J’ai travaillé à l’INRA (Institut national de la recherche agronomique) puis au MRJC, (Mouvement rural de jeunesse chrétienne), une structure d’éduc’ pop’ et de transformation sociale qui invite les gens à réfléchir et à vivre des expériences collectives pour se prendre en main, à plein de niveaux.
Puis j’ai visité une première maison en bottes de paille à Atée, en Mayenne, chez Thierry et Cathy, des personnes très inspirantes. J’ai ensuite découvertle REPAS, Réseau d'échanges de pratiques alternatives et solidaires au Viel Audon, et j’ai suivi une formation en bioéthique à la ferme Sainte-Marthe. En réalisant mon mémoire de fin de formation sur l’épanouissement professionnel, j’ai compris que ce qui me faisait plaisir dans l'agriculture, c'était de ramasser des bottes de paille à la main avec les ami.es et voisin.es, et les repas conviviaux qui vont avec. Je suis allé me former sur les chantiers de Botmobil, j’y ai rencontré des gens intéressants tout en menant une vie collective où on était nourri.es et logé.es. Botmobil, c’est une asso qui accompagne des chantiers de particuliers sur la pose de bottes de paille, les enduits de corps et de finition, pendant une à trois semaines. On aide l’autoconstructeur.ice à accueillir les bénévoles, à anticiper l’organisation des repas, à prévoir le matériel et l’approvisionnement des matériaux. On l’accompagne pour définir le nombre de semaines de chantiers, le nombre minimum et maximum de personnes à prévoir. Il y a plein de choses à penser pour que l'autoconstructeur.ice soit prêt.e le jour où débute l’intervention. J’ai été encadrant de chantier au sein de l’association Botmobil jusqu’en 2021, après quelques années en tant qu’apprenti.

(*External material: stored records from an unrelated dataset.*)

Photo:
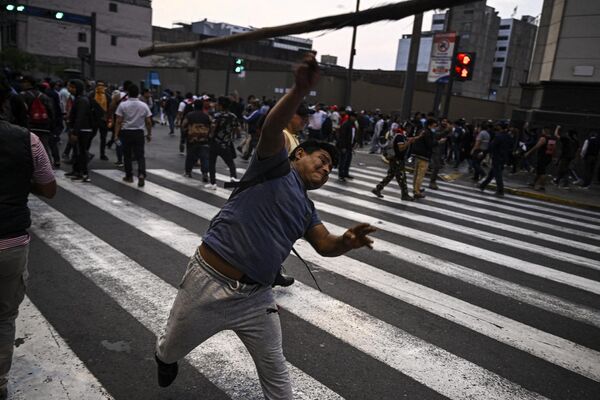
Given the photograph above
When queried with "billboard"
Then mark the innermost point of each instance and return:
(442, 50)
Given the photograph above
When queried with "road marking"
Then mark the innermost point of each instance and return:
(436, 368)
(549, 347)
(223, 359)
(44, 364)
(524, 294)
(518, 201)
(480, 234)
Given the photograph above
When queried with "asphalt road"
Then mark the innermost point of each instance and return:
(465, 296)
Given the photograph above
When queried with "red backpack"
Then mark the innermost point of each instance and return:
(38, 115)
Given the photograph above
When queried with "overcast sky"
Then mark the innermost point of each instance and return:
(376, 44)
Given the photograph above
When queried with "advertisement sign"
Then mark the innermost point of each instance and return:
(440, 62)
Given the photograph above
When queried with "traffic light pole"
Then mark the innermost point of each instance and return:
(227, 72)
(451, 79)
(93, 47)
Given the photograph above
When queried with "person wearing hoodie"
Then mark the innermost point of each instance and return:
(80, 129)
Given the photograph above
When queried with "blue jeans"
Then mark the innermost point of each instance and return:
(13, 278)
(208, 302)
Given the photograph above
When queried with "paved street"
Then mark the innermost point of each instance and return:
(464, 296)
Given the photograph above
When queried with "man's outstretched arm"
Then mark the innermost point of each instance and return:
(329, 245)
(271, 138)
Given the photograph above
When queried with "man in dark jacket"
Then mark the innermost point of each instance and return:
(24, 168)
(345, 144)
(80, 129)
(500, 149)
(422, 149)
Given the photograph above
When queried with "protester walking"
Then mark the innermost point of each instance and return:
(132, 116)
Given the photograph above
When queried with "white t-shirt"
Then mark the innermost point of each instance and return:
(134, 113)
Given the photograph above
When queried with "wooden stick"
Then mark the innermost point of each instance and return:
(394, 11)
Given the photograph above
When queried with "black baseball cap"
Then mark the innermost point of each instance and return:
(312, 145)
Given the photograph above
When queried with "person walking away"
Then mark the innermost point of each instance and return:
(568, 151)
(422, 148)
(197, 125)
(185, 106)
(396, 166)
(24, 168)
(437, 152)
(226, 126)
(132, 116)
(479, 151)
(80, 134)
(545, 148)
(500, 149)
(245, 244)
(589, 154)
(345, 145)
(40, 111)
(100, 102)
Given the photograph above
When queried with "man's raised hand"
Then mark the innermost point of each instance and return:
(307, 73)
(356, 237)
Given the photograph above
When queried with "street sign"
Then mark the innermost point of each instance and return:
(440, 62)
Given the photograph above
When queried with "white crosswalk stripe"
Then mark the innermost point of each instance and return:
(225, 362)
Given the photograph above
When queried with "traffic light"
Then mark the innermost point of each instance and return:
(239, 65)
(464, 65)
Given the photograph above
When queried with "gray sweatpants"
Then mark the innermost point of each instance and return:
(13, 276)
(208, 302)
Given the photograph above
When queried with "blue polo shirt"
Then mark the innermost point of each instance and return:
(256, 229)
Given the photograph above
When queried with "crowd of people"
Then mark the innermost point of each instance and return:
(212, 127)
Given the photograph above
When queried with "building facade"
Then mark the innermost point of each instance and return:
(123, 26)
(564, 81)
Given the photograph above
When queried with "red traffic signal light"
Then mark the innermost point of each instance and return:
(464, 65)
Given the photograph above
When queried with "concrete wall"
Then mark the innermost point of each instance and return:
(368, 92)
(131, 24)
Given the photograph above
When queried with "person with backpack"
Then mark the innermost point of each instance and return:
(545, 148)
(228, 280)
(225, 128)
(133, 116)
(40, 111)
(197, 125)
(185, 106)
(100, 102)
(589, 154)
(499, 149)
(80, 133)
(396, 166)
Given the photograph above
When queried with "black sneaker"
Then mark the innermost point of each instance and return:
(166, 372)
(283, 280)
(377, 193)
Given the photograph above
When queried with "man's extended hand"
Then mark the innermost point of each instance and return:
(356, 237)
(307, 73)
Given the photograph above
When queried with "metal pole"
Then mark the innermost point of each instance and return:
(450, 79)
(351, 63)
(93, 48)
(227, 72)
(411, 67)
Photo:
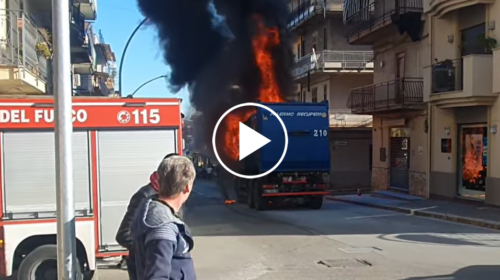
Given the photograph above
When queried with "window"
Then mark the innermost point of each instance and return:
(325, 92)
(325, 39)
(472, 40)
(302, 46)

Lors d’un chantier en 2005-2006, je découvre l’association Empreinte, que je rejoins immédiatement. Empreinte a été créée par Hervé Galès et Mima Julien-Galès en 2004 avec l'idée d'accompagner à l'éco-construction et à l'auto-construction, en allant loin sur la question du mode de vie et de la démarche globale dans les pratiques quotidiennes (toilettes sèches, phytoépuration, collecte d’eau pluviale…). Le but de l’association c’est aussi de permettre de l’entraide et de la solidarité sur les territoires grâce à la mise en réseau.

Et toi Adèle, quel est ton parcours ?
Adèle : Je suis salariée de l'association Empreinte et j’accompagne techniquement les chantiers participatifs et les actions de sensibilisation, notamment sur les marchés publics. Je suis aussi en soutien à la vie associative et au développement du projet de l’association. J’ai une formation initiale en architecture, mais je n’ai jamais travaillé en maîtrise d'œuvre. Pendant mes études et après, je me suis plutôt impliquée dans différentes associations qui faisaient de la sensibilisation, qui essayaient de mobiliser des personnes de tous âges et de tous horizons dans des projets d’urbanisme et de construction, en France et en Asie du Sud-Est. Au bout de quelques années de travail en médiation et en concertation, je me suis rendu compte que j’avais envie d’aller plus loin dans la démarche mais que je manquais de compétences techniques alors j’ai entamé une formation en écoconstruction de 9 mois pour me spécialiser. J’ai effectué mon dernier stage dans l’association Empreinte en décembre 2022, sur le chantier d’un ESAT, où les personnes handicapés participaient à la construction de leur nouvel équipement. Je me suis tout de suite retrouvée dans la démarche globale de l’asso et dans les idées portées par Fabrice sur les chantiers . J’ai eu envie de m’impliquer plus, ce qui tombait bien car l’association était à un moment de transition, il y avait besoin de renfort.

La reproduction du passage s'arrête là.